Festus Agu

Personal information
- Date of birth: 13 March 1975 (age 50)
- Place of birth: Enugu, Nigeria
- Height: 1.85 m (6 ft 1 in)
- Position: Forward

Youth career
- 1988–1989: NITEL Vasco Gama
- 1989–1990: African Continental Bank

Senior career*
- Years: Team / Apps / (Gls)
- 1990–1991: Bendel United / 19 / (11)
- 1991–1992: Enugu Rangers / 5 / (1)
- 1992–1993: Bendel Insurance / 5 / (3)
- 1993–1994: Enugu Rangers / 21 / (13)
- 1994–1995: Club Bolívar / 5 / (1)
- 1995–1997: Compostela / 8 / (0)
- 1996–1997: → Ourense (loan) / 9 / (0)
- 1997–1998: Optik Rathenow / 22 / (14)
- 1998–1999: Fortuna Köln / 7 / (0)
- 1999: FC Gütersloh
- 2000–2001: Schweinfurt 05 / 22 / (11)
- 2001–2002: VfR Aalen / 21 / (14)
- 2002–2003: Wacker Burghausen / 11 / (2)
- 2003–2005: FC St. Pauli / 38 / (8)
- 2005–2006: Enugu Rangers

= Festus Agu =

Nigerian footballer (born 1975)

Festus Agu (born 13 March 1975) is a Nigerian former professional footballer who played as a forward.

==Football career==
===Beginnings===
Agu was born in Enugu, and began his career in his country with Nitel Vasco Dagama FC Enugu, African Continental Bank FC Lagos, Bendel United, Enugu Rangers and Bendel Insurance FC. During his development years, he was considered to be the most promising footballer in the nation.

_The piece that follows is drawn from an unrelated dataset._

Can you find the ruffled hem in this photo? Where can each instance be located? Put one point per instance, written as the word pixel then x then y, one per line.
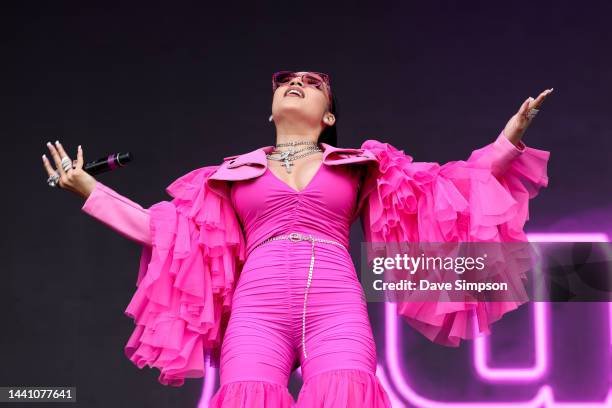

At the age of 19, Agu moved abroad joining Club Bolívar in Bolivia, having no impact whatsoever in one season.

===Spain===
Agu ventured to Spain in 1995, joining La Liga side SD Compostela. The club's chairman José María Caneda described him as "...a mix between Ronaldo and Bent Christensen" (the latter a player in the team). During his stint, he shared teams with countryman Christopher Ohen but played only eight times in the season, going scoreless in the process.

In the following campaign, Agu was loaned to Galician neighbours CD Ourense in Segunda División, where he met exactly the same individual fate.

===Germany===
Agu played the following eight years in Germany, starting with FSV Optik Rathenow in the NOFV-Oberliga. In his only season he scored a career-high 14 league goals, and his performances resulted in a move to SC Fortuna Köln in the 2. Bundesliga. In the following campaign, after failing to find the net, he signed with fellow league side FC Gütersloh; his spell would be short-lived, however, due to the club temporarily dissolving because of debt.

In 2000, Agu joined 1. FC Schweinfurt 05 in the Regionalliga Süd, scoring 11 goals in his first year as the club promoted to the second level. He was not re-signed however, and subsequently stayed in the category to play for VfR Aalen, netting 14 times as the Baden-Württemberg team finished in fourth place, three points shy of promotion.

In the summer of 2002, Agu returned to the second division signing for SV Wacker Burghausen. However, he failed to replicate his previous goalscoring record and was ultimately released at the end of the season. Afterwards, he played with FC St. Pauli in the Regionalliga Nord, scoring six goals in his first year but only two in the following.

===Retirement===
At the age of 30, Agu retired following series of injuries and relocated to the United Kingdom to start a new career in law. Agu is now a qualified and practicing solicitor in England and Wales].